The basic idea is that there are two neural networks - one tries to generate a fake image given an array of floating point numbers, the other tries to determine if the image is real or fake, because it is given a mix of real images and generated ones. That results in unsupervised learning. The “Generator” network ends up effectively mapping the input array of floats to features in images it produces. However, meaning of the values is unknown. It is like creating a “character generator” with 512 sliders, where each slider changes some aspect of character, but you aren’t sure which one.
A standard tutorial for GANs is generating sine wave,
Which is not that useful, but relatively easy to do once you get through the jupyther-related nonsense about notebooks. That’s not that useful.
So I went and tried a basic image based GAN described from the next tutorial on the same site.
And ran into problems. First, apparently basic GAN is very prone to flatlining, meaning the model eventually reaches the point where can’t learn anymore. It may fail to reach some conclusion, and up “oscilllating” around some sort of data, only to “crash” and reach the state where generator produces noise, and discriminator can’t be fooled by it.
Which, apparently, is a known problem. And which is why direct GAN aren’t used often.
Poking around, I’ve found an improved algorithm.
The idea here is that instead of letting the generator figure out the right thing and comparing only final output… multiple layers are being compared on both discriminator and generator:
Meaning since the beginning the network is working on essentually downscaled images and tries to make them look right. The other popular approach is slowly growing the network from small to large image.
The BMSG-GAN seem to be less prone to “flatlining”, and given that there was a script available, I played with various data and managed to produce this:
This is created by the described network after having it chew some manga for 8 hours.
Problems.
First, this one is already memory hungry. Basically with 3 gigabytes of video memory I can only make images no larger than 256x256, and fit 8 to 10 images from test set into GPU memory.
Second, this is extremely time consuming. This particular network appears to require a LOT of input images, otherwise it starts behaving oddly and barely improves. Basically 300 images is a no go. 30 000 is good. However large number of images means large training time, and as a result image I uploaded took 8 hours but only reached 29th training epoch.
Lastly… the results are gibberish. I’ve given it a bit of thought and appeared at conclusion that this is due to nature of the network. Basically, the input vector alone (128 float values) determines everything in the scene, and is connected directly into the tiny input layer which produces only 4x4 image. What’s more the algorithm of this network enforces treating each neural layer as an image plane, and the input vector is connected to the smallest one. Meaning there’s no opportunity to accumulate some “hidden state” information or affect higher layers, so unless the input data is already prepared so it is mostly identical (like faces), the network can’t generalize data because it literally has no space to store the “hidden state” information. Which means you can’t just throw “photos of all objects in existence” at this one and have it figure out similarities between them.

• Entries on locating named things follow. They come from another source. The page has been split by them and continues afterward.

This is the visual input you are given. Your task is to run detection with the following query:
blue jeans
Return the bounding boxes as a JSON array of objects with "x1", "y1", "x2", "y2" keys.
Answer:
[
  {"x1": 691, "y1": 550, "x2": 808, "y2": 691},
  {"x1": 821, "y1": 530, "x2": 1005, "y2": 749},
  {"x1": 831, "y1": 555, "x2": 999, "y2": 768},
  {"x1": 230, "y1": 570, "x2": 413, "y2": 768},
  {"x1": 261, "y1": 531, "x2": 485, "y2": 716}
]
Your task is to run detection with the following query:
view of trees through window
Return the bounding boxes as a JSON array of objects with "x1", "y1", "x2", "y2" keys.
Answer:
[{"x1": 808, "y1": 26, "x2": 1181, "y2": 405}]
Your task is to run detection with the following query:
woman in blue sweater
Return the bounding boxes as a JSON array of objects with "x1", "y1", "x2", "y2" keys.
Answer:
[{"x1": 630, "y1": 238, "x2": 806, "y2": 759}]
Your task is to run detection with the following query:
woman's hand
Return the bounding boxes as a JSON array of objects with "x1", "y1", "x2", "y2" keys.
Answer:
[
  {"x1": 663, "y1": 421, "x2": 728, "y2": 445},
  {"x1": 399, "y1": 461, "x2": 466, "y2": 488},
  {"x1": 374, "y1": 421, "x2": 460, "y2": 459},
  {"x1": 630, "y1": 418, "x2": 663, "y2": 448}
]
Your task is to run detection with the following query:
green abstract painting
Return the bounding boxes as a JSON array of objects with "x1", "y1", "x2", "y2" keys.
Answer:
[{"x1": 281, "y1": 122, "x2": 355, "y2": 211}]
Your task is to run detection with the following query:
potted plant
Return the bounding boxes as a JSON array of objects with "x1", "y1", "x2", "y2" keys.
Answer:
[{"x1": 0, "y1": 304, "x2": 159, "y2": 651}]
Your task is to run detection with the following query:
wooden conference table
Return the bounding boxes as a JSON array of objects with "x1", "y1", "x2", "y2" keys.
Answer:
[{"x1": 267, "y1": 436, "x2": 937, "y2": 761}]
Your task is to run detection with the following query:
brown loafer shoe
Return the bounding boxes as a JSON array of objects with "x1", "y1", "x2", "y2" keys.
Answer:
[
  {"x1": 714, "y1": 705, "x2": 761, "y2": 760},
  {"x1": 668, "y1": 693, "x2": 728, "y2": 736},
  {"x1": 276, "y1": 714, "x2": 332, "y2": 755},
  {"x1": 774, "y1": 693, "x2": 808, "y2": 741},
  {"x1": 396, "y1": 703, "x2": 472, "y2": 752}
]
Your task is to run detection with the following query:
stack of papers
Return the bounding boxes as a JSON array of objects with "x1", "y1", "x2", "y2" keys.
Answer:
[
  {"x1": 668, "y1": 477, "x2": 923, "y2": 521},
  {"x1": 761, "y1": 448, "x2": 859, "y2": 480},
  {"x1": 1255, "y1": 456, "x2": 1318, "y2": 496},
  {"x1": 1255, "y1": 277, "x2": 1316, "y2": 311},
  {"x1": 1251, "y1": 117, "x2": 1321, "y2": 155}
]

That led me to look into further algorithms and I arrived at StyleGAN which is the one used for “This person does not exist”.
And that was the end of the journey, because although StyleGAN appears to be dealing with the problem of generator producing nonsense, it requires powerful hardware and a lot of time.
Basically, readme within the github implementaiton of StyleGAN right off the bat recommends to use 8 GPUs, at least 14 gigabytes of video memory, and even then the training would take 3 days (GitHub - NVlabs/stylegan: StyleGAN - Official TensorFlow Implementation). With one GPU it will take 15.
There are optimized implementations, available here:
But that one runs out of RAM on my 3 gb GPU upon reaching 4x4 training image.
And that was the end of looking into it.
Some thoughts:
It feels like that training models will be likely out of reach for many people.
There are ton of interesting datasets. For example, flickr dataset is available here for download:
GitHub - NVlabs/ffhq-dataset: Flickr-Faces-HQ Dataset (FFHQ) . This is 30k faces, but it is for non-commercial use only.
There’s also “celebfaces” dataset (which can be only extracted from kaggle, as it is only stored on google drive and is alwways over download quota), anime characters dataset, 100k objects dataset, and apparently google holds huge dataset for image segmentation and objeect detection. In many cases the data, however, has different sizes, varying image quality and requires to be cropped and scaled to target resolution.
As a bonus here’s a animated process of BSMG-GAN learning:
Well, hopefully this will be useful to someone.